Managing metrics

In OKD 4.13, cluster components are monitored by scraping metrics exposed through service endpoints. You can also configure metrics collection for user-defined projects.

You can define the metrics that you want to provide for your own workloads by using Prometheus client libraries at the application level.

In OKD, metrics are exposed through an HTTP service endpoint under the canonical name. You can list all available metrics for a service by running a curl query against http://<endpoint>/metrics. For instance, you can expose a route to the prometheus-example-app example service and then run the following to view all of its available metrics:

Example output

# HELP http_requests_total Count of all HTTP requests
# TYPE http_requests_total counter
http_requests_total{code="200",method="get"} 4
http_requests_total{code="404",method="get"} 2
# HELP version Version information about this binary
# TYPE version gauge
version{version="v0.1.0"} 1

Additional resources

You can create a ServiceMonitor resource to scrape metrics from a service endpoint in a user-defined project. This assumes that your application uses a Prometheus client library to expose metrics to the /metrics canonical name.

This section describes how to deploy a sample service in a user-defined project and then create a ServiceMonitor resource that defines how that service should be monitored.

To test monitoring of a service in a user-defined project, you can deploy a sample service.

Procedure

Create a YAML file for the service configuration. In this example, it is called prometheus-example-app.yaml.

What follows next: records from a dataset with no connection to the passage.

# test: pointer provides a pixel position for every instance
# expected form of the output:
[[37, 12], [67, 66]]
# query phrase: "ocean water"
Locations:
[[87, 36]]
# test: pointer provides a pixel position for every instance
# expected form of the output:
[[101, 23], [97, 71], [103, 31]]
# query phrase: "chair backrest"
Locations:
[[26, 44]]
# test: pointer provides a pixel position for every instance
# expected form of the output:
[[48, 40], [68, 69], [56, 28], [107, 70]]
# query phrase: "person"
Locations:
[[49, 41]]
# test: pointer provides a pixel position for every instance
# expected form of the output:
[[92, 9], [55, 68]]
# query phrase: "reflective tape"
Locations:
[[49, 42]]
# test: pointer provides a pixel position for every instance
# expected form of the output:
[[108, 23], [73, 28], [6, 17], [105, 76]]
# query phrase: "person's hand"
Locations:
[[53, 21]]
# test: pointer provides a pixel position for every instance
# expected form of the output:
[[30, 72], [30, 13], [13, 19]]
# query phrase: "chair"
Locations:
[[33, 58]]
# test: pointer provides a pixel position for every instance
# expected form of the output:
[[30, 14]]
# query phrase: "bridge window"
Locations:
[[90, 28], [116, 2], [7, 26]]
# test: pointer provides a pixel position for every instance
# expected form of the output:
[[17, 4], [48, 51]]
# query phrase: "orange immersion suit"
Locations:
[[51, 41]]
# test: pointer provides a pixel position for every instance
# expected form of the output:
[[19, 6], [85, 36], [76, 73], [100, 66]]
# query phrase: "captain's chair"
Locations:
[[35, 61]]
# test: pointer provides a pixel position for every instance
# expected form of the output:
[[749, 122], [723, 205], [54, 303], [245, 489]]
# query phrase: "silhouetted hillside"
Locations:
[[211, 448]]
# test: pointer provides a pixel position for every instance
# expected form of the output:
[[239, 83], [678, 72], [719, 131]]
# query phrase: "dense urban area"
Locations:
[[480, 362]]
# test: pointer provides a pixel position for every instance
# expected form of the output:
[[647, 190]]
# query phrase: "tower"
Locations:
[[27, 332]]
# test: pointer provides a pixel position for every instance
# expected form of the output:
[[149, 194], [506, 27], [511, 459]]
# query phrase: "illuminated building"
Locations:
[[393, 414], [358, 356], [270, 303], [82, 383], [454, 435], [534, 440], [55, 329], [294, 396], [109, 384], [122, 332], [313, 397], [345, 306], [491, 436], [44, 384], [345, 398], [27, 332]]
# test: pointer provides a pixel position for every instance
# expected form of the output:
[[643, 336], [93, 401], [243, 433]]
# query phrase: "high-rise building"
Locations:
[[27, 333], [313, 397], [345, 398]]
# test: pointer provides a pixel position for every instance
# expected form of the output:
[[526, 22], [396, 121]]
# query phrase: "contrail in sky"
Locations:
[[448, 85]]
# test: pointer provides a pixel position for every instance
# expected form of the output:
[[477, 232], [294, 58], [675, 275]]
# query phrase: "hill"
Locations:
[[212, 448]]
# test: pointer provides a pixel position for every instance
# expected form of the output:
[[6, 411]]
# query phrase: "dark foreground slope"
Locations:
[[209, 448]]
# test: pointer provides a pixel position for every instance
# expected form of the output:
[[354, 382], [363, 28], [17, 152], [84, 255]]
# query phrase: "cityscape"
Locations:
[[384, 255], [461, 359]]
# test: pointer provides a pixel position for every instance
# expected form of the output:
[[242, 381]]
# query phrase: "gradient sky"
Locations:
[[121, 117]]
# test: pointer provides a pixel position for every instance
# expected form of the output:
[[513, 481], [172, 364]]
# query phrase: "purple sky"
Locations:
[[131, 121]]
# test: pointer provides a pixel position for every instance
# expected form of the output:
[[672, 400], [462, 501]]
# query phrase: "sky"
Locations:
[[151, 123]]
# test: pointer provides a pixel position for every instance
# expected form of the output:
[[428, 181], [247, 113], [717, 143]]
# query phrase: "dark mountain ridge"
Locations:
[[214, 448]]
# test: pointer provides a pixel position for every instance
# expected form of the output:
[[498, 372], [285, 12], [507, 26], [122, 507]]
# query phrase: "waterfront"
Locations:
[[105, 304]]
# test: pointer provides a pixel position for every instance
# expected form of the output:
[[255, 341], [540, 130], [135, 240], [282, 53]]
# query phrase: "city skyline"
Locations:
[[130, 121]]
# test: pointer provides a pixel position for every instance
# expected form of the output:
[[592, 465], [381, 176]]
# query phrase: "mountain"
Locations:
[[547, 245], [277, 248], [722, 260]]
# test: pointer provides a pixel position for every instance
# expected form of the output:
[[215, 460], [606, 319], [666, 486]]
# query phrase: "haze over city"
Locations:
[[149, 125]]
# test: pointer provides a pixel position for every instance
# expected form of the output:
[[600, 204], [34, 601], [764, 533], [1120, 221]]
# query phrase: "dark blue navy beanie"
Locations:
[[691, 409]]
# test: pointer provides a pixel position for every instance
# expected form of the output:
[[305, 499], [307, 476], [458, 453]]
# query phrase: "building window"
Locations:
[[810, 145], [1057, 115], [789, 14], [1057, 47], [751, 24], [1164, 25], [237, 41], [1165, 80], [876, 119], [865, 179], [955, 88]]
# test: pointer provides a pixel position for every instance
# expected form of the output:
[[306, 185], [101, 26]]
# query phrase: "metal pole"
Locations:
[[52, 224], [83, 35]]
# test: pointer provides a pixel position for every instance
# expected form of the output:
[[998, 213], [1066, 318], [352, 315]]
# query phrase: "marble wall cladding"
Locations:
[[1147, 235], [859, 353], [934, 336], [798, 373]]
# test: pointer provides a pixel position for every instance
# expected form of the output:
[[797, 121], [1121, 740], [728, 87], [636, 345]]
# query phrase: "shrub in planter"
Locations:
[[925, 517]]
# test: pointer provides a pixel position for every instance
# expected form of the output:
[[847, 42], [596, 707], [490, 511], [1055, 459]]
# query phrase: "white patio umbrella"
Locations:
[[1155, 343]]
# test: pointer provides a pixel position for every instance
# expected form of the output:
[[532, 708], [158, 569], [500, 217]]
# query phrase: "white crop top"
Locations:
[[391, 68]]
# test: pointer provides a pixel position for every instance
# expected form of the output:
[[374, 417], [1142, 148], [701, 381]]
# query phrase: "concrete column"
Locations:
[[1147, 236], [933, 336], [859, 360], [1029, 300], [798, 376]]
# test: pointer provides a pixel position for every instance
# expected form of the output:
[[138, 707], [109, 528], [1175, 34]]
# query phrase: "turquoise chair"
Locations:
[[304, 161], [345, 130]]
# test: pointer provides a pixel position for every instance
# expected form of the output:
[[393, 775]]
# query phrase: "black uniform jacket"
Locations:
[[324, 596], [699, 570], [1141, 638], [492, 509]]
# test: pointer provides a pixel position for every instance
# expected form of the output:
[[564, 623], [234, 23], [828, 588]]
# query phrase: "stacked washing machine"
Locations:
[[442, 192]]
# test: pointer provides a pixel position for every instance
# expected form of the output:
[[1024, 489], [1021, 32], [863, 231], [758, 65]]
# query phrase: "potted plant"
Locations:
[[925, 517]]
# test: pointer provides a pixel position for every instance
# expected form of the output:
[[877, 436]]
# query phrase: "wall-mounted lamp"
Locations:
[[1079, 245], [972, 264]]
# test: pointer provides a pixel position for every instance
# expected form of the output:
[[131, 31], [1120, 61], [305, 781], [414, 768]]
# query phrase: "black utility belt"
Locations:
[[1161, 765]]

Add the following deployment and service configuration details to the file:

apiVersion: v1
kind: Namespace
metadata:
  name: ns1
---
apiVersion: apps/v1
kind: Deployment
metadata:
  labels:
    app: prometheus-example-app
  name: prometheus-example-app
  namespace: ns1
spec:
  replicas: 1
  selector:
    matchLabels:
      app: prometheus-example-app
    metadata:
      labels:
        app: prometheus-example-app
      containers:
      - image: ghcr.io/rhobs/prometheus-example-app:0.4.1
        imagePullPolicy: IfNotPresent
        name: prometheus-example-app
---
apiVersion: v1
kind: Service
metadata:
  labels:
    app: prometheus-example-app
  name: prometheus-example-app
  namespace: ns1
spec:
  ports:
  - port: 8080
    protocol: TCP
    targetPort: 8080
    name: web
  selector:
    app: prometheus-example-app
  type: ClusterIP

This configuration deploys a service named prometheus-example-app in the user-defined ns1 project. This service exposes the custom version metric.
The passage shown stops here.